The Bassett Preserve, donated in the 1980s by Harry and Dorothy Bassett, is 112 acres in total, and serves up an energizing outing for hikers of all skills.
The western trail portions provide easy hiking through oak forest, while the east is rugged with exposed ledge and boulders. The low-lying areas are densely vegetated with trees, shrubs and groundcover. Mountain Laurel abounds and brooks and streams flow throughout the property. Crisscrossing every quadrant are the numerous stonewalls, reminders of over 200 years of agricultural use that alternated between logging, grazing and food crops. Today these same stonewalls provide shelter to hibernating salamanders and snakes, offer cover for chipmunks and other small animals, as well as direct watercourses.
The southeast portion of the trail also passes the foundation ruins of a sawmill and commercial laundry operated by the Gilbert Family who owned the land from 1752 until 1940. The land has a rich history of commercial and agricultural use.
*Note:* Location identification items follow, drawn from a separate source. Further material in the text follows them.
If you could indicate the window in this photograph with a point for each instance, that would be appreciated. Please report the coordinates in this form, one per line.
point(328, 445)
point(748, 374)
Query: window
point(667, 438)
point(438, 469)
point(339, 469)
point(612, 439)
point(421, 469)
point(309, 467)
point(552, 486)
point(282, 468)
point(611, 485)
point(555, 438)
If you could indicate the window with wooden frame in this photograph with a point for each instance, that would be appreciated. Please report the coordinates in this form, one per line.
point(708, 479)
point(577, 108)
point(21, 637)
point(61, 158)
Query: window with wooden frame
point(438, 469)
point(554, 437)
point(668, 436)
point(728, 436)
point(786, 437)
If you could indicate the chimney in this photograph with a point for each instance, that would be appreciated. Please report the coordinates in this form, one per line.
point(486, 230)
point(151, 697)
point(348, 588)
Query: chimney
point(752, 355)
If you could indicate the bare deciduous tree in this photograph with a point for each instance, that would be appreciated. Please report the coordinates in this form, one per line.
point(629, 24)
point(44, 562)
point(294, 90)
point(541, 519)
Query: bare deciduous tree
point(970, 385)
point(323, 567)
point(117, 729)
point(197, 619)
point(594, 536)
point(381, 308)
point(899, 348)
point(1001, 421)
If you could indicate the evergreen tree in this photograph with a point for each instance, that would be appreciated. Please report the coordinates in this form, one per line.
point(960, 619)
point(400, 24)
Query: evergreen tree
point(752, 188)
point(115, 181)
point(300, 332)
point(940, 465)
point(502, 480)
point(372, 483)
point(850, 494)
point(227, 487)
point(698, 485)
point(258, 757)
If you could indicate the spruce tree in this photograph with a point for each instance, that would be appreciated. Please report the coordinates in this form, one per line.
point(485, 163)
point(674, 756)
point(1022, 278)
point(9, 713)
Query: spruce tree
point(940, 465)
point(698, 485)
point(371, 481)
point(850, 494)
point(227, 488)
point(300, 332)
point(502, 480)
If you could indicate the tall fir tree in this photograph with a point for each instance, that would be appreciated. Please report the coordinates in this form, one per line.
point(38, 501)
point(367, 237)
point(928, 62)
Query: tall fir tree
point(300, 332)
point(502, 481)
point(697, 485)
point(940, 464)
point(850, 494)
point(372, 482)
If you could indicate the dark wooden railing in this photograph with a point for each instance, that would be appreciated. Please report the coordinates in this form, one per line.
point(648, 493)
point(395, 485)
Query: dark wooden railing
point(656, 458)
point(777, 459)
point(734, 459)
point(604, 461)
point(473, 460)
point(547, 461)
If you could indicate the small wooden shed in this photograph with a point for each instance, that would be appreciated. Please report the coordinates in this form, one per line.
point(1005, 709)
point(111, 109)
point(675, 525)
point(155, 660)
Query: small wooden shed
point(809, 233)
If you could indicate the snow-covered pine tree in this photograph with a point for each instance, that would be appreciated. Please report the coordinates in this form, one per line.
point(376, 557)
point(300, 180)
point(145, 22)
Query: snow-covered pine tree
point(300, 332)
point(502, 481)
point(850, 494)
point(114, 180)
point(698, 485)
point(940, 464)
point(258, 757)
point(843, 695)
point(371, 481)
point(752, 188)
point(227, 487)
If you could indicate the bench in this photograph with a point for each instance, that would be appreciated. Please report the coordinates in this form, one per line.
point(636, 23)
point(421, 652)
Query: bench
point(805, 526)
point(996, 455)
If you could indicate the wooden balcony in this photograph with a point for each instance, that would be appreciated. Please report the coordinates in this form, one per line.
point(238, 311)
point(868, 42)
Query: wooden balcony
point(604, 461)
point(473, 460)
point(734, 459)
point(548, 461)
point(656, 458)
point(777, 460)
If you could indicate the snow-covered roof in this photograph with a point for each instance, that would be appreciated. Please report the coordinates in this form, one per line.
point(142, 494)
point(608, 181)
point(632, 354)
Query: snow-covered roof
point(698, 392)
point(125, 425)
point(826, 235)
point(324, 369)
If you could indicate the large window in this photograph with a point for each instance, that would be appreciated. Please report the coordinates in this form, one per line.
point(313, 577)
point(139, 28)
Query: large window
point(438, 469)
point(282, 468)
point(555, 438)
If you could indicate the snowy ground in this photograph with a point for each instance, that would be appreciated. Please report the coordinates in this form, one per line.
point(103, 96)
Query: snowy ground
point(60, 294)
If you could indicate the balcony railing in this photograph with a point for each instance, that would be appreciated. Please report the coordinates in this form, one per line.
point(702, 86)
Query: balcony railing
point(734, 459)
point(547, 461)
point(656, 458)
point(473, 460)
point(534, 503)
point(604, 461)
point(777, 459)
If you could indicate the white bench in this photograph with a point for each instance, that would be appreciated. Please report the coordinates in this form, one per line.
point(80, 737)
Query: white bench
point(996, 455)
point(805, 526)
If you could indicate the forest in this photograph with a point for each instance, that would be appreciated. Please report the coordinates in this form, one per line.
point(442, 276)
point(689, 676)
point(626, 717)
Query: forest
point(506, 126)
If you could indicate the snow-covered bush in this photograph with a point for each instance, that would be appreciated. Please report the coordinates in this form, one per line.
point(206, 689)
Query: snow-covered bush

Several trails, mostly level, go through wooded property of babbling brooks, native wildflowers, and the very unusual ruins of a commercial laundry from the mid-1800s.
Access to the Red Trail (less than a mile in length) is off Gilbert Road. A small area for parking is located here. The entrance point to the Blue-blazed Trail is located in the Purchase section of Southbury at the cul-de-sac on Turrill Brook Road. The Blue-blazed trail is just under three miles.